As we commemorate National Hispanic Heritage Month, the Motion team has been reflecting on diversity and inclusion—not only from a humanistic and societal perspective, but also as a strategic business imperative.

We recently had the honor of launching a study with the Network of Executive Women (NEW), one of our clients. It was designed to examine why, at a time when annual Hispanic buying power is approaching $1.7 trillion, senior-level Latina talent is heading for the exits of corporate America at an alarming rate. The study provides essential insights into the drivers of Latina career advancement and how companies can better identify, promote and retain Latina leaders for a competitive advantage in the marketplace.

Interestingly, when asked about traits that are often perceived as drawbacks within the traditional white, male workplace, Latina professionals in NEW’s focus groups cited expressiveness, empathy and a desire for work-life balance, all of which have become celebrated assets in the COVID-altered work-from-home landscape. What remains to be seen as the country reopens is whether a newly enlightened C suite will embrace the unique attributes Latinas bring to the table, or revert to its old ways, forcing an emboldened Latina talent pool that already represents this country’s fastest growing sector of small-business entrepreneurs to flee corporate America even faster.

Among 36 senior and mid-level Latina executives interviewed, most said they didn’t feel they fit easily into the typical corporate culture of the United States. While this could be celebrated from a differences-add-strength perspective, study insights show far too many companies quashing Latina diversity. With the historic standard for everything from promotability to executive presence based on white male norms, Latina executives have generally succeeded despite their corporate culture, not because of it.

Barriers to Inclusion

Factors hindering Latinas from seeing an opportunity for authentic advancement in large corporations include:

Collectivism vs. Individualism

Having been raised in collectivist cultures where the good of the group trumps individual pursuits, many Latinas learned from an early age to be selfless, generous and respect authority figures. Within the very individualistic culture of U.S. business, where assertiveness, independence and appropriate “pushback” are valued, Latinas are often viewed by managers as less “hungry” or personally qualified for advancement.

“Latina-ness” vs. Reserve

Corporate poker face is in direct contrast to the use of hands and passionate expression most Latinas learned as essential to communication.

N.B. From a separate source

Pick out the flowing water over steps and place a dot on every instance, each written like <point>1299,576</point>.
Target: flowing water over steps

Focus group participants described being perceived as having a “Latin temper,” being “a drama queen” or overly sensitive, all while trying to discern what their coworkers’ neutral expressions meant in meetings.

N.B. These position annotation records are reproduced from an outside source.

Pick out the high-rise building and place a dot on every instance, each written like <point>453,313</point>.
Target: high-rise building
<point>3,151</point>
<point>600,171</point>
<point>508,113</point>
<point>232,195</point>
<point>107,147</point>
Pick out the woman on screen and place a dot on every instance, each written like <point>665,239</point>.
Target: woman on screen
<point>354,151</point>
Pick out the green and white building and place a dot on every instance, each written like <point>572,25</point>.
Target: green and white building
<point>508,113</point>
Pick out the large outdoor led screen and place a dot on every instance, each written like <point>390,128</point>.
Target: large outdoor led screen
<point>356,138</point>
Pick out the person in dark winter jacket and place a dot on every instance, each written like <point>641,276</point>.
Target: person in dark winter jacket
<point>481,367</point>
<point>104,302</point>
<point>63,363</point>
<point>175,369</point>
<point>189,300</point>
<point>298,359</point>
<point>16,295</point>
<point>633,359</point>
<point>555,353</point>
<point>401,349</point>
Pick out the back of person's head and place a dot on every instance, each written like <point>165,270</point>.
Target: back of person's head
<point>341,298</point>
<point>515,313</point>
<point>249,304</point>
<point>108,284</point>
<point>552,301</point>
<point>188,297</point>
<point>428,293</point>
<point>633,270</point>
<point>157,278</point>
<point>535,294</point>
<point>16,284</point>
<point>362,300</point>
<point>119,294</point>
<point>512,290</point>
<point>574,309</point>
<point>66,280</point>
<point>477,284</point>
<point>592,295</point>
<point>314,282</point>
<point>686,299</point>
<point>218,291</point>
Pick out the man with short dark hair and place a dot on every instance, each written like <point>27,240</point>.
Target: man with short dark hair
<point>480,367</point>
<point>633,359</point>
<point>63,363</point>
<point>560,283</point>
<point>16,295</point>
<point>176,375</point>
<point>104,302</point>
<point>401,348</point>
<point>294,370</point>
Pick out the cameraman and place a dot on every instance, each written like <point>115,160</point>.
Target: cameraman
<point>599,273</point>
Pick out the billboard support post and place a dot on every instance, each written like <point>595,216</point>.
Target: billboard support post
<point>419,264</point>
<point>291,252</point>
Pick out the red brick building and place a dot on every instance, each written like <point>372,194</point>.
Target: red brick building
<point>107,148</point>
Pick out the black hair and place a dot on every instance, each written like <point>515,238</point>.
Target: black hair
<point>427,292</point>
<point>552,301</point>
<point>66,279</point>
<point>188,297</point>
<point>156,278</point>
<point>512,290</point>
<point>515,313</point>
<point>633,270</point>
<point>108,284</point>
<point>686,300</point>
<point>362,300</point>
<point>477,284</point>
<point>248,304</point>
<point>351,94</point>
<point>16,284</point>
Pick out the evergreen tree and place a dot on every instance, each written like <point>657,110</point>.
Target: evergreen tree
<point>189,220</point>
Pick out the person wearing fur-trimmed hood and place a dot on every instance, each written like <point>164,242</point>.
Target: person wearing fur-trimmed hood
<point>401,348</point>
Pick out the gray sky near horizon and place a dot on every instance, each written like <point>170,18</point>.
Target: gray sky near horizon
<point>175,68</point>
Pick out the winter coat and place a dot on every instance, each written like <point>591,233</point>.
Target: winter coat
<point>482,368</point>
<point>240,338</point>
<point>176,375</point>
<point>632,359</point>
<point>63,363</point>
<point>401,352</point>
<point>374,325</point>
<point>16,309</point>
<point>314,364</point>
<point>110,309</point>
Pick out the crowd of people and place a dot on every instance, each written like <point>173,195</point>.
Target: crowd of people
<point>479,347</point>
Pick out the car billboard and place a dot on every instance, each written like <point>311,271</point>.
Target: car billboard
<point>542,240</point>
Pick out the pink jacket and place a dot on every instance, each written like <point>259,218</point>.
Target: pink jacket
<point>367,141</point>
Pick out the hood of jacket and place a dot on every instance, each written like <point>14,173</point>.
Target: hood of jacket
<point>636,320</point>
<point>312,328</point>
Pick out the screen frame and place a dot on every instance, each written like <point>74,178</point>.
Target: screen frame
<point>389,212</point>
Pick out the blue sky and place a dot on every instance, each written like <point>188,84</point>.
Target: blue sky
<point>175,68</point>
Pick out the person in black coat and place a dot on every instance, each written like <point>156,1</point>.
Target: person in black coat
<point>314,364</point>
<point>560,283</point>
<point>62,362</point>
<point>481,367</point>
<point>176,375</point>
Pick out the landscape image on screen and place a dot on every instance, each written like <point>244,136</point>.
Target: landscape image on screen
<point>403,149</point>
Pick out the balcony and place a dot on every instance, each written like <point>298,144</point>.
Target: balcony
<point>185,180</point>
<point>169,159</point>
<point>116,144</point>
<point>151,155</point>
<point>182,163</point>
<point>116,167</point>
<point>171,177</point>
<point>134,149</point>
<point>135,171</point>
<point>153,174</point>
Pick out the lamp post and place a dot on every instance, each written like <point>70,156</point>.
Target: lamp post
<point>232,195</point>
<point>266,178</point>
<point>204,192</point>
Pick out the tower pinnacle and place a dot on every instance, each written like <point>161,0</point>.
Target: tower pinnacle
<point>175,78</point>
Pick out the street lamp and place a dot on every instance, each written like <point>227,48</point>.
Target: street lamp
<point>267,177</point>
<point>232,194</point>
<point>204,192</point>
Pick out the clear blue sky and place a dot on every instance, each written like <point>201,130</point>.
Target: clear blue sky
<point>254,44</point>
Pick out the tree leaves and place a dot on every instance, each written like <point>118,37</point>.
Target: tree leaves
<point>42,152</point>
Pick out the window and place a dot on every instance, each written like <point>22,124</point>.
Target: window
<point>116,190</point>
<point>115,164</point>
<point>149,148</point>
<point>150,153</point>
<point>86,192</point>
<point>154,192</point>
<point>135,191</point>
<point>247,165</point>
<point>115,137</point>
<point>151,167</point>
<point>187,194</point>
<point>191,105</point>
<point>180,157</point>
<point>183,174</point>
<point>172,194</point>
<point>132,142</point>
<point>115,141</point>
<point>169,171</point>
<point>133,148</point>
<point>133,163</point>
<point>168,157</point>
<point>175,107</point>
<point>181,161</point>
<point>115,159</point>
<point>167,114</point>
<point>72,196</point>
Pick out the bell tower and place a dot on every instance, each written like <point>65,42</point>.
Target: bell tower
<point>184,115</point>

Personalismo vs. “Too Familiar”

Touching and close physical proximity are common ways to connect personally and respectfully with someone when conducting business in Latin cultures, but sometimes go beyond the American norm of friendliness at work.

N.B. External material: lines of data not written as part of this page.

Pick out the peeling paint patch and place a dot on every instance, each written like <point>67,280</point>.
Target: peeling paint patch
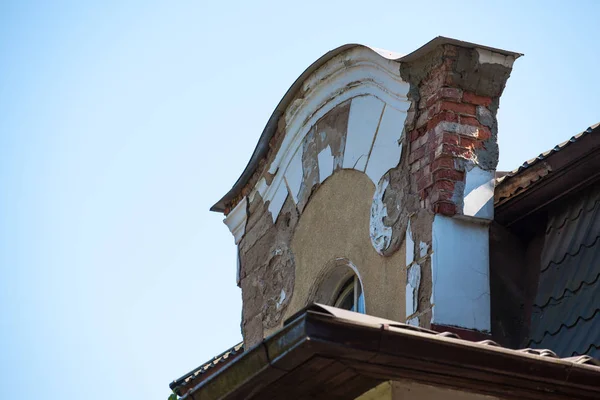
<point>326,161</point>
<point>423,249</point>
<point>277,202</point>
<point>293,175</point>
<point>282,298</point>
<point>410,246</point>
<point>236,220</point>
<point>387,149</point>
<point>412,289</point>
<point>365,114</point>
<point>381,235</point>
<point>479,194</point>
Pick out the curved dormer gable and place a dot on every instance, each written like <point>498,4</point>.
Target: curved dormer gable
<point>366,161</point>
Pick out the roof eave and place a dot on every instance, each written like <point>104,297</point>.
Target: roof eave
<point>383,352</point>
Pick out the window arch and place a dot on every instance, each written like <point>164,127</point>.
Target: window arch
<point>351,296</point>
<point>339,285</point>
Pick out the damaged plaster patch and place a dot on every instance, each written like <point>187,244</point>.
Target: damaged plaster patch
<point>277,202</point>
<point>282,298</point>
<point>490,57</point>
<point>387,148</point>
<point>423,249</point>
<point>331,131</point>
<point>381,234</point>
<point>365,114</point>
<point>479,194</point>
<point>326,161</point>
<point>412,289</point>
<point>293,175</point>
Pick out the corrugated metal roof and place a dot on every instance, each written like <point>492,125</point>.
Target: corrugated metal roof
<point>529,163</point>
<point>566,314</point>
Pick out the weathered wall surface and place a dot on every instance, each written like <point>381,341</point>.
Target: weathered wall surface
<point>373,157</point>
<point>335,224</point>
<point>446,183</point>
<point>325,214</point>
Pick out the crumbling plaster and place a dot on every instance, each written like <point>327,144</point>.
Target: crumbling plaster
<point>349,175</point>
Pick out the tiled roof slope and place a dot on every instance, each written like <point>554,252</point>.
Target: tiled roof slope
<point>566,314</point>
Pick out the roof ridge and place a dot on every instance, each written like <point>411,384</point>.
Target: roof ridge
<point>586,350</point>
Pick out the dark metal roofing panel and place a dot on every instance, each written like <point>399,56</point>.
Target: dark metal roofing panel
<point>582,338</point>
<point>572,228</point>
<point>566,314</point>
<point>572,306</point>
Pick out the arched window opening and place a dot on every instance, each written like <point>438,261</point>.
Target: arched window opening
<point>351,296</point>
<point>339,285</point>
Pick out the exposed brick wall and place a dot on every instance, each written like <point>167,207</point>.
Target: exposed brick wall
<point>450,127</point>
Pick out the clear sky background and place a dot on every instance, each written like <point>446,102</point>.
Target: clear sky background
<point>122,122</point>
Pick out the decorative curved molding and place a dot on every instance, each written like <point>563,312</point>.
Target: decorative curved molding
<point>375,89</point>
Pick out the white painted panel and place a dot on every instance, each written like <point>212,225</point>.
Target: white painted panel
<point>410,245</point>
<point>277,201</point>
<point>413,281</point>
<point>236,220</point>
<point>365,112</point>
<point>479,194</point>
<point>460,274</point>
<point>386,149</point>
<point>325,159</point>
<point>423,249</point>
<point>293,174</point>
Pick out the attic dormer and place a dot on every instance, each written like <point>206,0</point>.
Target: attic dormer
<point>371,189</point>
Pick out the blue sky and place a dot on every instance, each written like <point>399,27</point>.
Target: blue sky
<point>123,122</point>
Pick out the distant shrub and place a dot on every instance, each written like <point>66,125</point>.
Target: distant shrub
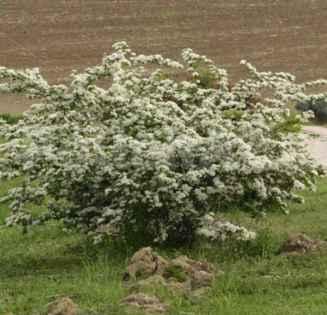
<point>150,156</point>
<point>10,119</point>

Prioritizing Family vs. “Whatever It Takes”

Many Latinas place a significant emphasis on spending time with their family, something corporate America says it values but often does not accommodate well. The Latina executives interviewed rejected the notion that prioritizing family diminishes one’s commitment to their career or their ability to reliably get the job done. They may make it home for dinner more often than their traditional white male counterparts, but that balanced approach is part of the diversity and value Latinas bring to the table.

Next Steps

The NEW report, “Latinas in Corporate America—A Foot in Two Worlds: Elevating the Latina Experience,” shares actionable strategies for companies looking to attract, grow and retain Latina leaders at this pivotal juncture. Unconscious bias and emotional intelligence training, intentional sponsorship programs and accountability measures that tie executive performance reviews to diversity and inclusion markers are among the steps study authors assert as key to creating authentic, profit-driving connections with Latina talent. This study and many of the above actionable strategies are being shared and implemented as we are taking purposeful actions to make diversity and inclusion a core pillar of our overall operations, culture and business.